「トロイダルコアとは、いったいなんぞや?」という話を聞く。特定の周波数に対して
のみ高いインピーダンスを持つ特殊な磁性体である。その特性を生かしRFノイズの
障害対策用に使われる。一口にトロイダルコアと言ってもいろいろな材質のものがある。
大きくはフェライトと、カーボニル(圧粉鉄系)の2種類。このうちノイズ対策用に使用されるフェライト
には、ニッケル亜鉛系(透磁率20−850)と、マンガン亜鉛系(透磁率800−10000)がある。
トロイダルコアの最大手である米国アミドン社では、フェライトコア(FT、FB)の材質によって
マンガン亜鉛系(#33,73,75,76,77,78,85材)と、
ニッケル亜鉛系(#42,43,44,61,67,68材)に分類して製品化した。
このうちEMI・RFIノイズ対策用として推奨しているのは、
#75材:15M未満、#73(77)材:30M未満、#43材:30−200M、
#44材:30−250M、#61材:200M以上の6種類である。
さらに形状の豊富さ、入手しやすさから、30−250MHz用として#43材(透磁率850)、
30MHz以下のHF用として#73(77)(透磁率2500)が主に使用されている。
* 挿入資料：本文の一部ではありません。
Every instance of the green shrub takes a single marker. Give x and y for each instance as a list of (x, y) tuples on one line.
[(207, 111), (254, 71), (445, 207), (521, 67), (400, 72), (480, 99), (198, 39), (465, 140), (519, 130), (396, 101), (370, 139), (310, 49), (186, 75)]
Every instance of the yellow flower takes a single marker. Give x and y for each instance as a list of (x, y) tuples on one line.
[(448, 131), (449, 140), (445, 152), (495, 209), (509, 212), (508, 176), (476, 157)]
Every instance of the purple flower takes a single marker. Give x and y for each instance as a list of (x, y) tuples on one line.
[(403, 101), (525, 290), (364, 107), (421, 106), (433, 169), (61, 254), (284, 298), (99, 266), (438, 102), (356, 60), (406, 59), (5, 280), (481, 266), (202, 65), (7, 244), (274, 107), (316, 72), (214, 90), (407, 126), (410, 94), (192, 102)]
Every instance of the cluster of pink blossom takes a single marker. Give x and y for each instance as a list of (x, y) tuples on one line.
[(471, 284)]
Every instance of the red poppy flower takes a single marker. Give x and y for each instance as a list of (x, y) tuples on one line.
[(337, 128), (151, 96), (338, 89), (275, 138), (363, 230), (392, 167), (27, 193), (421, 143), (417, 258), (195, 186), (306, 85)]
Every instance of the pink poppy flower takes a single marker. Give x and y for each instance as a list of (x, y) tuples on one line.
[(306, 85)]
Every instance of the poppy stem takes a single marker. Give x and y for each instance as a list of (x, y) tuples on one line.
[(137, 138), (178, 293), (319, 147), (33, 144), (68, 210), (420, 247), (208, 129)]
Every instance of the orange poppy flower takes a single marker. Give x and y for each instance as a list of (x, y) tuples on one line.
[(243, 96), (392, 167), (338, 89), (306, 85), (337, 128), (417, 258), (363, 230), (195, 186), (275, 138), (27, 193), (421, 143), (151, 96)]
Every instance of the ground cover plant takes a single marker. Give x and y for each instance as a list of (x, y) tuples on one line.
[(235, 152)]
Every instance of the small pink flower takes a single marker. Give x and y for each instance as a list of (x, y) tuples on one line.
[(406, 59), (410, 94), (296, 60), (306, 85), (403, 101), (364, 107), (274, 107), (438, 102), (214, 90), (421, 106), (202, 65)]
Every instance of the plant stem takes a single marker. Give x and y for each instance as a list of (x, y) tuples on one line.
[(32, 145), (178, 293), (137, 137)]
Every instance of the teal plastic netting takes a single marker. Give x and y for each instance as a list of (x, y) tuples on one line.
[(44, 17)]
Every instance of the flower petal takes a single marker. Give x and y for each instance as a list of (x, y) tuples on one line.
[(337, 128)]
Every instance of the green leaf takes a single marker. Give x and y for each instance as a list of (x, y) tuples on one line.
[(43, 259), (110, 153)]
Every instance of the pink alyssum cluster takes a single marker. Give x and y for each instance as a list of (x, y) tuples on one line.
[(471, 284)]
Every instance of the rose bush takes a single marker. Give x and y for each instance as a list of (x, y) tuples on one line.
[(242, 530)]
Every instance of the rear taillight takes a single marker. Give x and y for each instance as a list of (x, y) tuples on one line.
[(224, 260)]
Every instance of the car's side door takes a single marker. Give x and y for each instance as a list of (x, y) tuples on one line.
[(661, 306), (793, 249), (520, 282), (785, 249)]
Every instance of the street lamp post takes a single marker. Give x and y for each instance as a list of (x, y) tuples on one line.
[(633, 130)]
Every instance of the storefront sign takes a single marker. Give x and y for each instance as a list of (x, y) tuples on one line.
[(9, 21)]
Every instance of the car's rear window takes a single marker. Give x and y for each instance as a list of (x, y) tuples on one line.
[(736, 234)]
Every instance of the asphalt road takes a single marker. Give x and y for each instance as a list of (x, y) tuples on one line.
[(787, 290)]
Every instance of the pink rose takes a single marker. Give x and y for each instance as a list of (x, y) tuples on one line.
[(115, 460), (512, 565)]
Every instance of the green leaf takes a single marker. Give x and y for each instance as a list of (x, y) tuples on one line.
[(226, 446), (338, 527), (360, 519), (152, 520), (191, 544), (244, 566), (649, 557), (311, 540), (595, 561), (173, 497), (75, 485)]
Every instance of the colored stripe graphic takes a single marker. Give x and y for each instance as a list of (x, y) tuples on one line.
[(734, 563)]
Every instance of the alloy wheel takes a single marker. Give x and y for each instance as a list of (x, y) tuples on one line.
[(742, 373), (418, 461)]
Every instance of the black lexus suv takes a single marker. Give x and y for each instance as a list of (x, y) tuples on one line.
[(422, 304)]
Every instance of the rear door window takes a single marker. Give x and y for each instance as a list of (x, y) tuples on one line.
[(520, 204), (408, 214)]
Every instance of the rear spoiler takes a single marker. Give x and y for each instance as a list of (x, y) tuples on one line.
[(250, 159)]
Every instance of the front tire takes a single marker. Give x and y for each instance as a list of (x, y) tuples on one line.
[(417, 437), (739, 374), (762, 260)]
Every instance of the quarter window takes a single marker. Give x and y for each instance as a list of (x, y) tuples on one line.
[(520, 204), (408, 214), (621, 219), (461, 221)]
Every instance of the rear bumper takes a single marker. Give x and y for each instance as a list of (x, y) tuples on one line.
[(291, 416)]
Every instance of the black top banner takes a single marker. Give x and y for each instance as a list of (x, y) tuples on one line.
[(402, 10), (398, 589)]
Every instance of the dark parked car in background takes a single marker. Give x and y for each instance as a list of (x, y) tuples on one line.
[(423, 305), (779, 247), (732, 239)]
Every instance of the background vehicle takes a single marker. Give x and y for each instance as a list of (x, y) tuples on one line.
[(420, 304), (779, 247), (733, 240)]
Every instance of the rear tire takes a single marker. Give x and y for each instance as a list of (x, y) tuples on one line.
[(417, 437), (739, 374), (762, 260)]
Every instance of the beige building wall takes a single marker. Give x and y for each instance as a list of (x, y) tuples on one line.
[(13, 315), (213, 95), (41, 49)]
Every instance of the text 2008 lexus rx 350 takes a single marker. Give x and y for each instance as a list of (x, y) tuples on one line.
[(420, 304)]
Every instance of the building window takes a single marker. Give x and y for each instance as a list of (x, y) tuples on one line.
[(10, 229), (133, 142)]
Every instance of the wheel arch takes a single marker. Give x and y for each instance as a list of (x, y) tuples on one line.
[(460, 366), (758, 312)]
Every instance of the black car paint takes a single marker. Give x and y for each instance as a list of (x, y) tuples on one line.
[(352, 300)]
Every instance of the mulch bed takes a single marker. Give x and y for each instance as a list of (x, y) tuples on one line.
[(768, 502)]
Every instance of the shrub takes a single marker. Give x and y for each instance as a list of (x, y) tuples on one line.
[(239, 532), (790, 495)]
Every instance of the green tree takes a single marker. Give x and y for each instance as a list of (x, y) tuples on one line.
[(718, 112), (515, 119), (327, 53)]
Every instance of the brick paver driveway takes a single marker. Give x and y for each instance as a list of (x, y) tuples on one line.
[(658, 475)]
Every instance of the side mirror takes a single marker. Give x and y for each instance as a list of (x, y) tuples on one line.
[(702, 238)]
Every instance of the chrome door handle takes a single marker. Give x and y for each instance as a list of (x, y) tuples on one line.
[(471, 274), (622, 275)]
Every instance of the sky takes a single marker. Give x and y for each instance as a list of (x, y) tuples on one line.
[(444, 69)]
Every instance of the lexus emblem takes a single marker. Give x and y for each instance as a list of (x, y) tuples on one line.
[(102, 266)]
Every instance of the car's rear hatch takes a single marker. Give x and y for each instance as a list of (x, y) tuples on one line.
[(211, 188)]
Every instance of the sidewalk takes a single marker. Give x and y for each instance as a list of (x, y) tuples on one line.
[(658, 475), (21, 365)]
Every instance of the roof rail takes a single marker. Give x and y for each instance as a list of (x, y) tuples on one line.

ここで「あれ?」と思われた方も多いと思う。そう、定番の#43材は実はVHF対策用の
素材である。では、なぜHF用の対策でも使われるか?というとトロイアルコアの特性で
体積(数)を増やしても周波数特性は変わらないが、線(同軸)の巻数を増やすと
インピーダンスが増えるのと同時に浮遊線間容量が生じ、最大インピーダンス時の
周波数特性は低くなるのである。
よって43材に数回程度線を巻く事により、HF帯に適したコアになる。
同軸が太すぎて巻けない、例えばハイパワーのため耐圧が必要な場合、小さなビーズを
使用する場合、もしくはローバンドに特化した障害対策には、透磁率が高い#73、77材
(スリーブコア等)を使うと良いと思われる。少ない個数でより高い効果が得られる。
「アミドンのコアって値段が高いじゃん。」という方には、代品として最近よく見かけるように
なったトーキンやTDKのPCノイズ対策用の分割フィルタが手頃である。ただし、やはり
VHF等の高い周波数のノイズ除去目的に作られているようである。その場合、店にある
一番大き目のフィルタを購入し、巻数を稼ぐ(できれば数回)と良いと思う。
手軽にローバンド専門の対策を行ないたい場合は、むしろAM用のバーアンテナの方が
効果が高い。(うまく巻けない場合は、数本束ねてから巻いてもOK。)
コアについては、素性のわからないノーブランド品は避けた方が良いと思われる。
ちなみに電源用チョークなどに使用されるカーボニル(Tシリーズ)は、ノイズ対策用と
しては、まったく意味をなさないので注意が必要である。 もし特性の不明なコアがある
場合はアンテナアナライザーを使って簡単にコアのインピーダンスを測定することができる。
測定方法の詳細は以下のホームページが参考になると思います。
http://bun.dokidoki.ne.jp/common-mode-1.html
いろいろなコアを使って、インピーダンス特性を調べべてみるのも面白いと思います。
最後に質問の多いトロイダルコアの入手先についていくつか紹介いたします。
・斎藤電気商会 秋葉原ラジオデパート内3F、店長さんハムだから、話がわかる。
FT#43、#61、#77材、AMバーアンテナ(魔法の棒)もあり。
03−3251−5803
・中部特機 少々高いが純正のスリーブコアが手に入る。
http://www.chutoku.co.jp/
・JM1VRW/NH7W 高橋俊之氏のサイト 43材の同軸用分割コアあり。
http://www.tim.hi-ho.ne.jp/j-seven/core.html
・Tゾーントヨムラ アミドン社日本代理店
・ハムフェアー 言わずと知れたハムの祭典。定番ですね。